Try out our self-paced learning modules!

Our modules are designed to be flexible and bite-sized, so you can use your time efficiently and pick just the topics you want to study. Each module has learning objectives and prerequisites clearly listed on the first page, to help you decide which ones you want to work on.

That said, many learners prefer to start with a curated list of suggestions, rather than browsing through the modules on their own. If you’re trying to figure out how to get started with DART, see if one of the suggested pathways below sounds like a good fit!

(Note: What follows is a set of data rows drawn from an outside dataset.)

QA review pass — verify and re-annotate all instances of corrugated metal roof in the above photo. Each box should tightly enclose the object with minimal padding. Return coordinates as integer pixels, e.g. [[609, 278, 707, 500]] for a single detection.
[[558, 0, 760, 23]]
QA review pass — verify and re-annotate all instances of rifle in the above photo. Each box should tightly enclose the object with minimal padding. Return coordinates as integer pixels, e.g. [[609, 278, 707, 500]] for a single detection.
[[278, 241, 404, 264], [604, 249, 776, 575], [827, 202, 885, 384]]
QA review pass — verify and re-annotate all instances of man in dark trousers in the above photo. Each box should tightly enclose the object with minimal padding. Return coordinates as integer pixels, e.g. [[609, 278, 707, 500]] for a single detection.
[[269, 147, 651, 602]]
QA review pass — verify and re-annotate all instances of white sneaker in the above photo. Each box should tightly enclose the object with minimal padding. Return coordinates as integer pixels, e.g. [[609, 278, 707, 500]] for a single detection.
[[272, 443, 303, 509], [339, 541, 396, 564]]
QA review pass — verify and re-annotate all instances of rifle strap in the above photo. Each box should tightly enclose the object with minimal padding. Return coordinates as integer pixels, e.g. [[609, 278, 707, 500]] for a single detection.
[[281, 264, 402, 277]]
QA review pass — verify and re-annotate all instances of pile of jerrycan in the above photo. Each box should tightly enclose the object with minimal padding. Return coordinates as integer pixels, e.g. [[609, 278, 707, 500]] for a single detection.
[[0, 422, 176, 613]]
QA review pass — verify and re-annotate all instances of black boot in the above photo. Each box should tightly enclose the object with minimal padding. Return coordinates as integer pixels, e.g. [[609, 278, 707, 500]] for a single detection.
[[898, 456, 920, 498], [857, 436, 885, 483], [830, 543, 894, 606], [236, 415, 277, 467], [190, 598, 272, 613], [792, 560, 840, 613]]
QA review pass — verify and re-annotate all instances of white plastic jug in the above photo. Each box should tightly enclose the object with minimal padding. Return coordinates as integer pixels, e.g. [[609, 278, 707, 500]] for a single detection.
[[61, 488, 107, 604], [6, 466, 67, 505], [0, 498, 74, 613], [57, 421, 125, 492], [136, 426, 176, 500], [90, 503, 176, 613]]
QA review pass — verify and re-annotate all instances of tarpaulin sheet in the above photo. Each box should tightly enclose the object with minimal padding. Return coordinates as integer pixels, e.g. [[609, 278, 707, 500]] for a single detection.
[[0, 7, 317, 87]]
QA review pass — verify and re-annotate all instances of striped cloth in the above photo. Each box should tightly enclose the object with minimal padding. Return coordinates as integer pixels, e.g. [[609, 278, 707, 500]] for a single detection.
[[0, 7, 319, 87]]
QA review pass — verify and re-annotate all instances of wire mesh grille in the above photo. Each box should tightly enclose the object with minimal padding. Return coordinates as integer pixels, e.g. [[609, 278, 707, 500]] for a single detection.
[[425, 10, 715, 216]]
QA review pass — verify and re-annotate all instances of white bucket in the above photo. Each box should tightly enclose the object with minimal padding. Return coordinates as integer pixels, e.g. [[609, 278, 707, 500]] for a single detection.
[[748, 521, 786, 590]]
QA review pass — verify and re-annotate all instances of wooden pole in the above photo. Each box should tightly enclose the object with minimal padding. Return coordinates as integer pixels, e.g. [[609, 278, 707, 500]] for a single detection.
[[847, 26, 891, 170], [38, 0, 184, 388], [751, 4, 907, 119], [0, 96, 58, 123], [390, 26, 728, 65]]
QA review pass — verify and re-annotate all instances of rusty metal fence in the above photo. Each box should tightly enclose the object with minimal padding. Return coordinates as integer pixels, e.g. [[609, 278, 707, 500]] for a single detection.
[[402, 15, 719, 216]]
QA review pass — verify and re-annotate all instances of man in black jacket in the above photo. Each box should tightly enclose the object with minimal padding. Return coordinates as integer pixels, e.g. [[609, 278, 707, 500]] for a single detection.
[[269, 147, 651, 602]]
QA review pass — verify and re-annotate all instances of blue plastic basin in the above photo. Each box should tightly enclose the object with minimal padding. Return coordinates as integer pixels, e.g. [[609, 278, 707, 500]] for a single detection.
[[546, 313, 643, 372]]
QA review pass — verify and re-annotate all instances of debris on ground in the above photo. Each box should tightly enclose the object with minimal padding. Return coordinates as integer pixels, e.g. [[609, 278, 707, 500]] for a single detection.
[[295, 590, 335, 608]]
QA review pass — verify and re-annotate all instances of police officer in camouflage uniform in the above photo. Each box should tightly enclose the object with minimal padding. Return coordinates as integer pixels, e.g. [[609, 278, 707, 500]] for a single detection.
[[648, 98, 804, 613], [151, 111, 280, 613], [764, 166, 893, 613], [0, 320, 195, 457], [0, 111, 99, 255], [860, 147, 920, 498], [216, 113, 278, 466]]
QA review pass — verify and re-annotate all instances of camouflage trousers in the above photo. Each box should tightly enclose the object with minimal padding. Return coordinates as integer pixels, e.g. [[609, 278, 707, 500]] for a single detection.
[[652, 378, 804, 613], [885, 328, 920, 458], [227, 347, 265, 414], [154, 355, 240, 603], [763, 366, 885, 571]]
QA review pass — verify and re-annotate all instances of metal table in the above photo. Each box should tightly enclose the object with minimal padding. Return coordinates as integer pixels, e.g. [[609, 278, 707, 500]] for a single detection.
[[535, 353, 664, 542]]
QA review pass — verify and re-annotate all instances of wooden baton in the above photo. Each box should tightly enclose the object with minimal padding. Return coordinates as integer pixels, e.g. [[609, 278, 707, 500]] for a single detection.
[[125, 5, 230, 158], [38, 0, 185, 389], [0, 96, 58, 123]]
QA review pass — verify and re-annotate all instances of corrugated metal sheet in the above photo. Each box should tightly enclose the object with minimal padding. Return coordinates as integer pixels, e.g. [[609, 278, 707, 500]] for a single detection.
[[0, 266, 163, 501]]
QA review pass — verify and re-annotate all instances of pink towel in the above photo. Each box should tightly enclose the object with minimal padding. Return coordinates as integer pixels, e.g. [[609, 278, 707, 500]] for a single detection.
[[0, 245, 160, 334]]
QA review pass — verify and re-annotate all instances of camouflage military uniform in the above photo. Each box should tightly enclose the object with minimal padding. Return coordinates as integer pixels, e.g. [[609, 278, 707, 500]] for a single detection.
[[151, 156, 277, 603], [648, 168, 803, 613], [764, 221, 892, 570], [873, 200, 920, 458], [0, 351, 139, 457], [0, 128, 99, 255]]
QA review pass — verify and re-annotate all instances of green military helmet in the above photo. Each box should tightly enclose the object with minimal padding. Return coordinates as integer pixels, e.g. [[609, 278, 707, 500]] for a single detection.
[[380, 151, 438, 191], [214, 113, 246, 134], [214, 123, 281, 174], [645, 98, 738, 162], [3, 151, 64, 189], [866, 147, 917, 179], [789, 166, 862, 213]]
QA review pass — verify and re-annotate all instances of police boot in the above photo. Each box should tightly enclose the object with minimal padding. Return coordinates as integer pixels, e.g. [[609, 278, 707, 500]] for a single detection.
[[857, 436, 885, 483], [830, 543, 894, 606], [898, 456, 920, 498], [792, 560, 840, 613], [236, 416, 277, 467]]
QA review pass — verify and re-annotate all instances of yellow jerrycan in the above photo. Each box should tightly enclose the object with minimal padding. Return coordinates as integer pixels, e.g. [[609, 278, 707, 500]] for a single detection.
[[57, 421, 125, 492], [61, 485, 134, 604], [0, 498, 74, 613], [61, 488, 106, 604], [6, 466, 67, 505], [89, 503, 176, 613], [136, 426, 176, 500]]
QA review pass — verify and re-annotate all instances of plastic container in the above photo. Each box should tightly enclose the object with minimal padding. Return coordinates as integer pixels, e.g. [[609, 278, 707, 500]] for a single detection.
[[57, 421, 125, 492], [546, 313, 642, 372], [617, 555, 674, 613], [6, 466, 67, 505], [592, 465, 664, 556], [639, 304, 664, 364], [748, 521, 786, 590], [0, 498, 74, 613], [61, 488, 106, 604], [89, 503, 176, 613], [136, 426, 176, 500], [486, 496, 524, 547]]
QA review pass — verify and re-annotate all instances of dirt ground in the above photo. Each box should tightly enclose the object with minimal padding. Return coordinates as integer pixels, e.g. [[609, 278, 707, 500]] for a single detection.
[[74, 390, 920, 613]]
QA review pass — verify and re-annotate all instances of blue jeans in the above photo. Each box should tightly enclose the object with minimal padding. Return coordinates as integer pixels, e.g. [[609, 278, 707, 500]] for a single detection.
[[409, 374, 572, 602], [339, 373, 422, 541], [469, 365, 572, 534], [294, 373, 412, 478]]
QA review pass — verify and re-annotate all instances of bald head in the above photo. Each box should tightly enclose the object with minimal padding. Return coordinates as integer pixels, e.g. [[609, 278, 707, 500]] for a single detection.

Pathway 1: Getting started with biomedical data science

This popular pathway is designed with new data scientists in mind. You might be early in your research career, or you might have years of experience but just trying out data science techniques for the first time.

This pathway provides a practical overview of what skills you’ll need to do reproducible, rigorous data science research in biomedical and health fields. We’ll touch on a lot of the hot topic techniques you may have heard about (what exactly are large language models?) and help you cut through the hype to figure out whether those are tools you want to invest time in learning.

If you’re at the point where you know you’re interested in biomedical data science but aren’t sure where to start, this is the pathway for you!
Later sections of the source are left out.